Lance arches a brow. “Michael may be blind when it comes to your interest in his little sister, but I’m not. I see the way you look at her.”
“She’s Michael’s younger sister. ”
“And she’s a grown woman with her own feelings.”
“No. I’m not going there.”
“But you care for her.”
“Of course I do. She’s a good person. She deserves to be happy. We’re—friends.” I couldn’t help the hesitation, and I know Lance didn’t miss it.
“You deserve to be happy, too, Jax. You’re one of the best men I know.”
“I’m divorced.”
“Remember after Eliza’s lighthouse burned down and we had that drive for her at the church? You called me out for my feelings for her even as I tried to deny them.”
“Because you were wearing them on your face. So was she.”
“And I’m only returning the favor. Anyone around you two more than five seconds can sense a connection, Jax.”
“We’re friends. I’m not looking for a relationship. Not after everything Rosalie put me through.”
“Not every woman is out to break your heart.”
“She didn’t just break my heart. She broke me. I was still in a wheelchair when she left me.” Lance doesn’t respond. “I had to sign divorce papers while not knowing if I would ever walk again.”
“I’m sorry, man. But she wasn’t your only chance at love. If you care for Margot, then don’t you think you deserve to know if she feels the same?”
“Bradley Payne showed up at the B&B,” I blurt. Partly to change the subject, and partly because I’m really struggling with letting go of what he told me, and I’m not sure how to go about moving forward with my life now knowing what I do.
“Your dad?”
“Bradley,” I correct. “But yeah.” I take a swig of my water bottle.
“What did he want?”
“To make amends and tell me he’s dying.”
“Man.” Lance shakes his head. “You okay?”

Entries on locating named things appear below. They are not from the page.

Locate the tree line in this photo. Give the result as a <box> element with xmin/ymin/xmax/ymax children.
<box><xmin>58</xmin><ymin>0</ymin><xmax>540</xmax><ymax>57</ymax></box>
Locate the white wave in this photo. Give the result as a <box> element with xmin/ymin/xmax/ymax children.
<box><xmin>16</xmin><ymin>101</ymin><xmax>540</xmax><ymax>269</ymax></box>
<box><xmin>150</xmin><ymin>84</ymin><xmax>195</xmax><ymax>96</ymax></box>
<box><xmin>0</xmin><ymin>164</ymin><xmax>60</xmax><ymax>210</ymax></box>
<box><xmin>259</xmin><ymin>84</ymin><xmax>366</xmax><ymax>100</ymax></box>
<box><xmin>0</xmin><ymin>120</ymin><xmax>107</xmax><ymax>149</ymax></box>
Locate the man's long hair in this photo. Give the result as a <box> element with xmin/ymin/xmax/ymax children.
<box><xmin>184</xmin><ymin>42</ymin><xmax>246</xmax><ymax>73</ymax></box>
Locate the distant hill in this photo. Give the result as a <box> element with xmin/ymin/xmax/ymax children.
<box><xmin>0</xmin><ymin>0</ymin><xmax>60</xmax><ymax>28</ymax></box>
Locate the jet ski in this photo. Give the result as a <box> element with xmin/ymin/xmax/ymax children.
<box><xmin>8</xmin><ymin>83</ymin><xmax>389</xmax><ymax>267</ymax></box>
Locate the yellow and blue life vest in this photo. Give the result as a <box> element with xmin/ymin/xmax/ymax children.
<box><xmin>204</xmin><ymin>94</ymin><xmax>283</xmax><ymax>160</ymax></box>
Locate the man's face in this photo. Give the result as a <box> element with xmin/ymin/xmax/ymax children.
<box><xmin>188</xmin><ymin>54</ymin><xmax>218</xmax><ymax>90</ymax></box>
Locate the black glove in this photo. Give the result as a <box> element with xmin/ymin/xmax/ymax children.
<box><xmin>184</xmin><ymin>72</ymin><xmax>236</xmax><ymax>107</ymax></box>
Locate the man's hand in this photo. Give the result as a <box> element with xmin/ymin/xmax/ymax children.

“Why wouldn’t I be? I haven’t seen or spoken to the man since he abandoned Tyler and me. I couldn’t care less.”
“That’s not true, and we both know it.”
Always one to call me out when I’m trying to glaze over something, Lance doesn’t let me get away with that one. “Fine. I don’t know why I care.”
“He’s your dad. Good or bad, that’s a fact that carries its own weight.”
“I don’t want anything to do with him.”
“I believe that,” Lance replies. “But that doesn’t mean you have to carry the heaviness of anger around with you.”
After taking another drink of water, I set my bottle aside. “There was a time I wanted so badly to beat him bloody.” The admission feels like a weight off of me. “Honestly, had this happened before I actively started to grow in my faith, I might have.”
Lance lets out a laugh. “I guess there’s a reason God timed it for now. ”
“Maybe.” I take a seat on a bench ringside. “I don’t want to be angry.”
“Then give it to God,” he replies. “Pray about it, and do what you need to do in order to move past it. We can’t change what’s happened to us in the past, but we can open our hearts so God can heal them.”
“It all sounds so easy when you say it.”
“It’s not,” Lance replies with a laugh. “It will be one of the hardest things you’ve ever done. But it’s worth it.”